# New gun purchase



## levi61 (Nov 15, 2008)

Hello I am in the market a for a gun, i lve in NJ and its a mess trying to get the permits. i did did start and got finger printed. Im a in wait mode bit i was looking at getting a used glock 23 with with nights sights. I looked at this one based on getting advise from a retired cop and the look and feel of the gun. also I know it will stio someone in home defense situation.

Is that a good gun for a beginer?


----------



## bruce333 (Sep 1, 2006)

bump.

Oops...Just found this post buried in the "how did you find this forum" thread.


----------



## Teuthis (Apr 9, 2008)

Opinions will vary, but mine is that a semi-auto pistol is not a good firearm for a beginner, unless you intend to obtain some real training from a competent instructor. Glocks have the "safe action" triggers, but I have one and I know it can be fired with a great deal less pressure than is required for a revolver. 

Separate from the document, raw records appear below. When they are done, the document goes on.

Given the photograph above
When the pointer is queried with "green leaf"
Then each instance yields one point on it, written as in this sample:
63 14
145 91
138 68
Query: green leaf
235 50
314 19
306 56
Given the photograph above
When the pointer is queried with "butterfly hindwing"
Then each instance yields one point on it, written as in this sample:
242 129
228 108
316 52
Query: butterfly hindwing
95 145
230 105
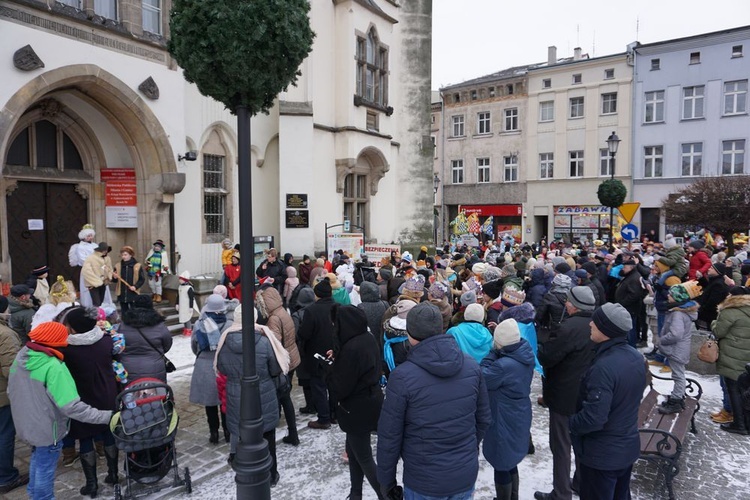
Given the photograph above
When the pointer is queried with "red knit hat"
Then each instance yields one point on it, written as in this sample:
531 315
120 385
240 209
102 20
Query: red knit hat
51 334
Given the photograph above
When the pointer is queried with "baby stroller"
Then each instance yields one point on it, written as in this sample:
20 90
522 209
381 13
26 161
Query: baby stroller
145 428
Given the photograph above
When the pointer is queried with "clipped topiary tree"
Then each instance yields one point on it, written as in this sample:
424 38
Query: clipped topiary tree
243 53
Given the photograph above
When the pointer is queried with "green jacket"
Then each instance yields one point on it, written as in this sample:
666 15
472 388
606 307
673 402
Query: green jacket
44 398
732 328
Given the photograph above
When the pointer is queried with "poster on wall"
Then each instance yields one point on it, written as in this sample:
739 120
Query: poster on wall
350 243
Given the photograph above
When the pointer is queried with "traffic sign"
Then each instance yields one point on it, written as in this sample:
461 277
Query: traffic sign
629 232
628 210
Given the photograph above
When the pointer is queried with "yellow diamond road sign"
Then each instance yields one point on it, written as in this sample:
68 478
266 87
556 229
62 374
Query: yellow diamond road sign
628 210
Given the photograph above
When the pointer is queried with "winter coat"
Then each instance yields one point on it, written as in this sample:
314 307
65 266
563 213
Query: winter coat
203 389
473 339
139 358
10 344
508 373
674 341
714 293
43 397
604 430
699 261
630 292
435 414
316 332
132 272
355 376
565 357
229 363
281 324
21 315
88 357
732 328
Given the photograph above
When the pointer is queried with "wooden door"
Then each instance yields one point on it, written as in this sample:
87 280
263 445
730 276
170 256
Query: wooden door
63 212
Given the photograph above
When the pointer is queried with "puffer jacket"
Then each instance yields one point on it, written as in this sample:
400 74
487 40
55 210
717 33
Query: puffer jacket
229 362
732 328
435 414
281 324
508 373
674 341
44 398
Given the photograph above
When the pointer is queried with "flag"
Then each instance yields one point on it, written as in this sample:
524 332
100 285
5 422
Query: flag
473 223
487 226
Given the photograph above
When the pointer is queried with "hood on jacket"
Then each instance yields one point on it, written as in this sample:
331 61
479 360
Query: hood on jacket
348 322
439 355
522 314
369 292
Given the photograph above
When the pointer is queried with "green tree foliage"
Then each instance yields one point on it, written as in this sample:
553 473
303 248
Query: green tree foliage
241 52
719 204
612 193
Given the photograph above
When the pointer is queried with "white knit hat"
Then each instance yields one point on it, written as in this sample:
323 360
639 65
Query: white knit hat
506 333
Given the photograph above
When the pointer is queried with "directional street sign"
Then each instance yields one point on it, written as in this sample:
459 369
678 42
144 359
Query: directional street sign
629 232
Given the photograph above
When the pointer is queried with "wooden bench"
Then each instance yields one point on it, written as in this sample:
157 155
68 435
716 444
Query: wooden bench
662 435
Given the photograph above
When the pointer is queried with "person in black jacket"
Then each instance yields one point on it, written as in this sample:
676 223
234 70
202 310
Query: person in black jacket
316 331
565 357
629 294
604 429
355 379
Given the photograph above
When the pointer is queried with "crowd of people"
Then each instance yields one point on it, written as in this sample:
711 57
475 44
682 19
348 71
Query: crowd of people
434 353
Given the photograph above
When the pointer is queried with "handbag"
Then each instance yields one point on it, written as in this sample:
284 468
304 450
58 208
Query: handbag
709 351
168 365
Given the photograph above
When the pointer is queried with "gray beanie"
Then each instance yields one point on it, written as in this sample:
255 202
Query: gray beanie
582 298
613 320
423 321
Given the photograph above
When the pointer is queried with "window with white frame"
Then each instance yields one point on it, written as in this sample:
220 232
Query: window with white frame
546 111
483 170
692 102
511 119
576 163
510 168
654 107
605 167
458 125
151 10
576 107
733 157
653 161
457 171
546 165
692 159
735 97
215 195
609 103
483 123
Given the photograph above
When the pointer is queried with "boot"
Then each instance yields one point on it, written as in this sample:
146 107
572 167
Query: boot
111 453
70 456
88 464
504 491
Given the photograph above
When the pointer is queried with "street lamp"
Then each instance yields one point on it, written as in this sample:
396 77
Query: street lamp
613 142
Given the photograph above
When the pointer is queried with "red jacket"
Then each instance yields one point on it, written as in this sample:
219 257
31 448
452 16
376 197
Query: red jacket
699 261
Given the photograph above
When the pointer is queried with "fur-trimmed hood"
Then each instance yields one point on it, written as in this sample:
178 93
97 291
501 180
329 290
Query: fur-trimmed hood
733 301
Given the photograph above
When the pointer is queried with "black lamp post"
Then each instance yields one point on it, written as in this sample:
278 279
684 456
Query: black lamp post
613 142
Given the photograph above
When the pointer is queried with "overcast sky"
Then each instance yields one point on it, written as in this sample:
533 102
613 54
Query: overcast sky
472 38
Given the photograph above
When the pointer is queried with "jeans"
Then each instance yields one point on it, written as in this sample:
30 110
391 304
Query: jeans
8 473
42 471
413 495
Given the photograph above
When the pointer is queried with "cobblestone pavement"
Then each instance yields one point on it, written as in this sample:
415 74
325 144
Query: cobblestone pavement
714 464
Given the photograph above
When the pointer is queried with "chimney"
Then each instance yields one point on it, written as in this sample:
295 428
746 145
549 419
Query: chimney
551 55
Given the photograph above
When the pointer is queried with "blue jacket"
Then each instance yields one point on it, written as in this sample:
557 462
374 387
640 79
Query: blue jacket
508 373
604 430
435 414
473 339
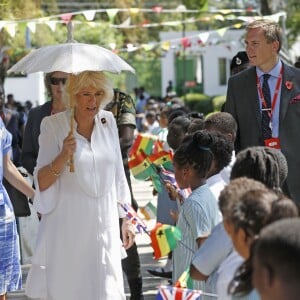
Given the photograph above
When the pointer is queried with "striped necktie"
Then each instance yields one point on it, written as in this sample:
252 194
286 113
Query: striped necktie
266 112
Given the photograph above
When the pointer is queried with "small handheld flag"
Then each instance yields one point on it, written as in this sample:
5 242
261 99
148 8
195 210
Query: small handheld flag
149 211
177 293
132 216
164 239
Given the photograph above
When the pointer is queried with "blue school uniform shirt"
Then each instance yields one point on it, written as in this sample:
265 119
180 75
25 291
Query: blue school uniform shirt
198 215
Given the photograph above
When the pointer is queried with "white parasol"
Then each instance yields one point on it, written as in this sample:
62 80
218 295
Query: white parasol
71 57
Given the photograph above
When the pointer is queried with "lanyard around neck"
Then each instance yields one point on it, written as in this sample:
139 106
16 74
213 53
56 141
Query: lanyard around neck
275 96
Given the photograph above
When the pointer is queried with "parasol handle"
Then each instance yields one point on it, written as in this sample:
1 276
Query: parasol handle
71 159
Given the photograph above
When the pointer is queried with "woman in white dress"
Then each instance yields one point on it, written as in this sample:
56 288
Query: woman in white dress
79 251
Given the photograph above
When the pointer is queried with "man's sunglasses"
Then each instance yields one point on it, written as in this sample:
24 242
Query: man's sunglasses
57 81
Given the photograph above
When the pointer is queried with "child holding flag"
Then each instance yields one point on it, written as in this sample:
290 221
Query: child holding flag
199 212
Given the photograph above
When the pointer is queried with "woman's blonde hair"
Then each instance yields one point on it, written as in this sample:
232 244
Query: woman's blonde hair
78 82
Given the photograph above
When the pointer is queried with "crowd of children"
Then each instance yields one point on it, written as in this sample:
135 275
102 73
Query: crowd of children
232 199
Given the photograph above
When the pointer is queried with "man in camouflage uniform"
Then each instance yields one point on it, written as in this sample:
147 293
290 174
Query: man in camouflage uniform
123 108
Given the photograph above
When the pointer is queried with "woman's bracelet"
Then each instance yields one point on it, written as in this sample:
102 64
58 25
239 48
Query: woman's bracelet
56 174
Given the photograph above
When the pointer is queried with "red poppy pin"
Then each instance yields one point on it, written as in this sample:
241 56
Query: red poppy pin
289 84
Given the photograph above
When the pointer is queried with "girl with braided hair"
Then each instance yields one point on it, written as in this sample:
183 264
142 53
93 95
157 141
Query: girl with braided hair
261 163
199 212
252 212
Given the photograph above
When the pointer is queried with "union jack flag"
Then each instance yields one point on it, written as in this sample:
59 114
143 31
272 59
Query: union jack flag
176 293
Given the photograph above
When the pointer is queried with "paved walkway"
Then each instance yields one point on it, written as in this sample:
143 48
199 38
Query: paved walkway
143 194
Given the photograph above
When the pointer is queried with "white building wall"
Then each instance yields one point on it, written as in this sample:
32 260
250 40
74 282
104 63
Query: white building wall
215 47
30 87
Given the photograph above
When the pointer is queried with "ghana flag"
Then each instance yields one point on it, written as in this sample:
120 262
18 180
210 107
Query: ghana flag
164 239
185 280
140 167
176 293
162 158
142 142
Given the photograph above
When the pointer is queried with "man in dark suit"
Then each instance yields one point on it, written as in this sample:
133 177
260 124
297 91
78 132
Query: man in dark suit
267 107
54 83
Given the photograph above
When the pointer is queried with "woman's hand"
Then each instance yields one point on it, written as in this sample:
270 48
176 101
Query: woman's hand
48 174
128 233
69 146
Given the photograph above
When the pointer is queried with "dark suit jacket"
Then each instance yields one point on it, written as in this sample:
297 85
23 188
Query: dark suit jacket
30 147
243 103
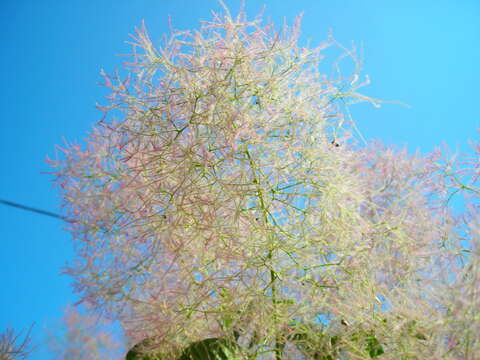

If you intend to get into shooting sports and such, and get training, the Glock could be fine. But if you are not going to get involved in training, and are seeking a self defense weapon, consider a revolver in .357/38 Special. You cannot go wrong with that. You should still get some instruction, but you can probably find an NRA guy at a range who can make you safe and give you shooting pointers. Good Luck!


----------



## Ptarmigan (Jul 4, 2008)

I think a compact Glock model 23 would be a great gun but may I suggest the model 19, which is the same size but chambered in 9mm rather than .40S&W like the 23.


----------



## Scratchshooter40 (Jun 17, 2008)

*For a starter Glock*

What Ptarmigan said. Cheaper to shoot and easier to master for a beginner. Can you rent and shoot anywhere, you will see immediately what the intent of the recommendation was. With experience, training, and practice the .40 S&W is an excellent choice, we are issued Glock 22's by the S. O. As I work with a plainclothes unit as a reserve, I can choose optional weapons. I carry a Beretta 96. I own a 92FS that I shoot a lot more due to ammo cost when I have to pay for it.


----------



## hideit (Oct 3, 2007)

yea the .40 is more stout for a beginner
go for the 9mm to get started
and yes the glock 19 is a GREAT pistol


----------



## sig09 (Nov 10, 2008)

You cant beat a glock for reliability. My only consern would be the lack of a saftey for a newbie owner. The used polymer Sigs can be had for the same price as a glock (if not a bit cheaper) but have a decocker on them and are just as good quality wise. I also agree that the 40cal is a bit much for someone who is going to need alot of pratice to get used to and comfortable with there first gun. Ammo is alot cheaper for the range and a quality protection round is very affective in 9mm. The Sigs are also very easy to assemble and disassemble for cleaning. The only advantage (imo) that the glock has is its availability of accesories for there guns which is second to none. Good luck and enjoy what ever you choose to purchase.


----------